This is a project I worked on last semester and finished sometime around April 2010. I can’t actually ride a unicycle yet, but at least now I have one to practice with. I machined the fork structure, hub, and cranks.

homemade unicycle

The two round plates holding the spokes were cut from sheet metal and are screwed into the center cylinder. This cylinder along with both cranks are fixed to a half inch stainless steel axle ( no particular reason for stainless steel, I just happen to have it lying around). The two hex bolts in the center of the hub served as the set screws to the central axle. If I were to do this again, I would definitely pick another way of securing everything to this axle. There is simply too much torque involved. At this point, I have tightened the set screws down so much that the end of their threads are slightly mangled, so I would damage the threads in the hub if I ever took the screws out.

unicycle hub and cranks

The cranks are keyed and clamped to the axle. The key does not extend the full width of the crank, so it is not visible from the sides. Overall, this has been a very effective method in securing the cranks. For added aesthetics I machined some grooves with a ball-end mill. The corners were also rounded on a sander.

closeup of crank arm

The bearings are held in a block of metal between the crank and the hub. The bearing is barely pressed in, which is fine because there is not much force trying to push it out. To make it I started with a rectangular chunk, then turned the necessary features on a 4-jaw chuck.

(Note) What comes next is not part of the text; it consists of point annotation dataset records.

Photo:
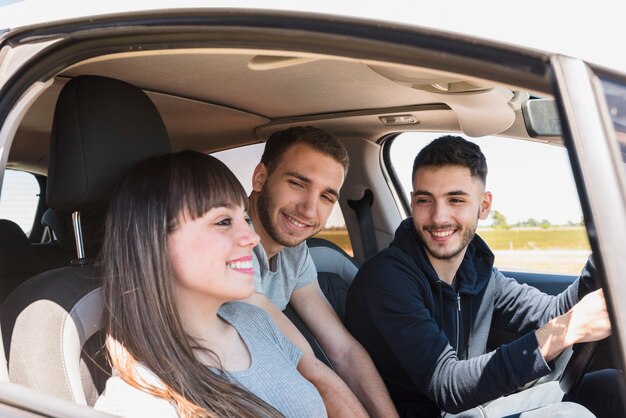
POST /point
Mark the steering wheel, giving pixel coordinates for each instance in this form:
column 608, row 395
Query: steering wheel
column 582, row 354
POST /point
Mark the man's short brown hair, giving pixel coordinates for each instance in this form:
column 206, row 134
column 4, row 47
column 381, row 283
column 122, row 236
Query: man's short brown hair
column 318, row 139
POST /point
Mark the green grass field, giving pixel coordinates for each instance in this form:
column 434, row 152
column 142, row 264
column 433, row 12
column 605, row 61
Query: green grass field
column 555, row 249
column 555, row 238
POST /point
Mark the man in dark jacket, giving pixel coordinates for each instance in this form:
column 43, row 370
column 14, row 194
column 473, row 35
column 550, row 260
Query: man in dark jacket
column 423, row 307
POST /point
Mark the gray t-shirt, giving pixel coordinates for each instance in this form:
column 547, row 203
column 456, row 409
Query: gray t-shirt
column 293, row 269
column 272, row 375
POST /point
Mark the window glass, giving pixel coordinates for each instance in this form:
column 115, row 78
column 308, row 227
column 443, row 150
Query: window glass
column 19, row 199
column 615, row 94
column 242, row 161
column 536, row 220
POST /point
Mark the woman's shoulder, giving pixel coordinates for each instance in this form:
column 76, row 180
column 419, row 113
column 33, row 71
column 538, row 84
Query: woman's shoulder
column 122, row 399
column 234, row 310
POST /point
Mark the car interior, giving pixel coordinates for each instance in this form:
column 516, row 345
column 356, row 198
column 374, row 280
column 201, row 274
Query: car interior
column 95, row 114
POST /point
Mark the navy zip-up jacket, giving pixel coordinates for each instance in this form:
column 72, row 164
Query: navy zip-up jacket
column 428, row 339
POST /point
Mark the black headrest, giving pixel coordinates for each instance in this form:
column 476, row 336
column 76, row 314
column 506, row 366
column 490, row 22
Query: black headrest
column 101, row 127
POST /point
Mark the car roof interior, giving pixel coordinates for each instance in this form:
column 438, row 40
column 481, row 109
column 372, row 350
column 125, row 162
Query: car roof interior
column 213, row 99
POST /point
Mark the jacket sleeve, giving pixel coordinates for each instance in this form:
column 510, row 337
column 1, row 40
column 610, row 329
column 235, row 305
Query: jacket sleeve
column 398, row 305
column 521, row 308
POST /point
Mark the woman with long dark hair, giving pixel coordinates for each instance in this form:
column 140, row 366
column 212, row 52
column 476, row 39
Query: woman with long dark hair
column 177, row 253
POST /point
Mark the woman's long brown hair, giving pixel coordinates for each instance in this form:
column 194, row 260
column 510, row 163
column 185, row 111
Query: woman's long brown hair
column 140, row 318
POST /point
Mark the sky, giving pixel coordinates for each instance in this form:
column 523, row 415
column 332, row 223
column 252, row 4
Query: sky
column 591, row 31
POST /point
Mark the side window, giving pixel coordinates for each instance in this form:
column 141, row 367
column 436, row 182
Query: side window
column 536, row 220
column 242, row 161
column 19, row 198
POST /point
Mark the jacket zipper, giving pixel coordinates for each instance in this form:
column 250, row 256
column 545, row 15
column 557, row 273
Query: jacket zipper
column 458, row 321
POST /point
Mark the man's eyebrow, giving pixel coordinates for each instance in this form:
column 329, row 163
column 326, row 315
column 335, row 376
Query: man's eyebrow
column 307, row 180
column 450, row 193
column 422, row 192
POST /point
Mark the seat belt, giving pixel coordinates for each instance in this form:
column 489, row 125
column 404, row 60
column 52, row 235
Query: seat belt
column 363, row 210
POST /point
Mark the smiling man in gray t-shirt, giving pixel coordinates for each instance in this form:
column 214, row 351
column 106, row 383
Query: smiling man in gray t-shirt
column 295, row 187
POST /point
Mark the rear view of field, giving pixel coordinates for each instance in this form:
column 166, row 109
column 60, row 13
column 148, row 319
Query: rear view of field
column 562, row 249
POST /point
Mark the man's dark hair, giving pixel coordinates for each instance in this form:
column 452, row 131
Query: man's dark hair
column 318, row 139
column 452, row 150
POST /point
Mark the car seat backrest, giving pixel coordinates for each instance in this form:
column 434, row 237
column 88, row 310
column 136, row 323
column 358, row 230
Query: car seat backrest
column 335, row 272
column 51, row 323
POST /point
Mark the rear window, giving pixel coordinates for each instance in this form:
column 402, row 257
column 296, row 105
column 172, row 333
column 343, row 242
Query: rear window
column 536, row 222
column 19, row 198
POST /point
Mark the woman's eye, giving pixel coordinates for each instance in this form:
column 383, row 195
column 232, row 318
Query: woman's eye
column 328, row 198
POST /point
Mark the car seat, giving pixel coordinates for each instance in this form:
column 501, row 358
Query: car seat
column 335, row 272
column 51, row 323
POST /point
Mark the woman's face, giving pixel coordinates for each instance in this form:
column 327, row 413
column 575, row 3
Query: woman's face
column 211, row 256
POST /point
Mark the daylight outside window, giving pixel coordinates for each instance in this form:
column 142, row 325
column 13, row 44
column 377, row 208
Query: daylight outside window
column 19, row 198
column 536, row 220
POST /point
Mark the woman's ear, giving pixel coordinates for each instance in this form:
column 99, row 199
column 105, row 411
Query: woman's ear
column 259, row 176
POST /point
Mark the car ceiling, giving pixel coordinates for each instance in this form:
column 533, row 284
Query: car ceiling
column 212, row 99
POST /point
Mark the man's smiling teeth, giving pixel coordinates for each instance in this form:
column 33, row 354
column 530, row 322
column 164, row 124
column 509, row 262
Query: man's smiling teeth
column 241, row 265
column 296, row 223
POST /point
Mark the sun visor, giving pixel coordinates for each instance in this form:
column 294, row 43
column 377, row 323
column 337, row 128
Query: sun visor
column 481, row 108
column 480, row 113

crank attachment, bearing block, and hub

The brackets that hold the frame tubes together were cut out on a water jet. The holes that hold the tube were then bored out, and the middle was slit with a slitting saw. There used to be posts sticking out on the rounded edges that made it easy to clamp and locate the part, but those were sanded off in the finishing process. Overall, this is an effective way of holding the tubes without welding.

brackets that hold the tubes together

The seatpost is a 1/8 inch piece of sheet metal attached to a tube using that aluminum solder stuff from McMaster. I even machined a step for the tube to sit in. But I think the surfaces weren’t clean enough, and so this joint eventually failed. Hopefully the next version will be welded together. ‘I need to learn to weld aluminum’ is becoming quite a recurring theme in my projects.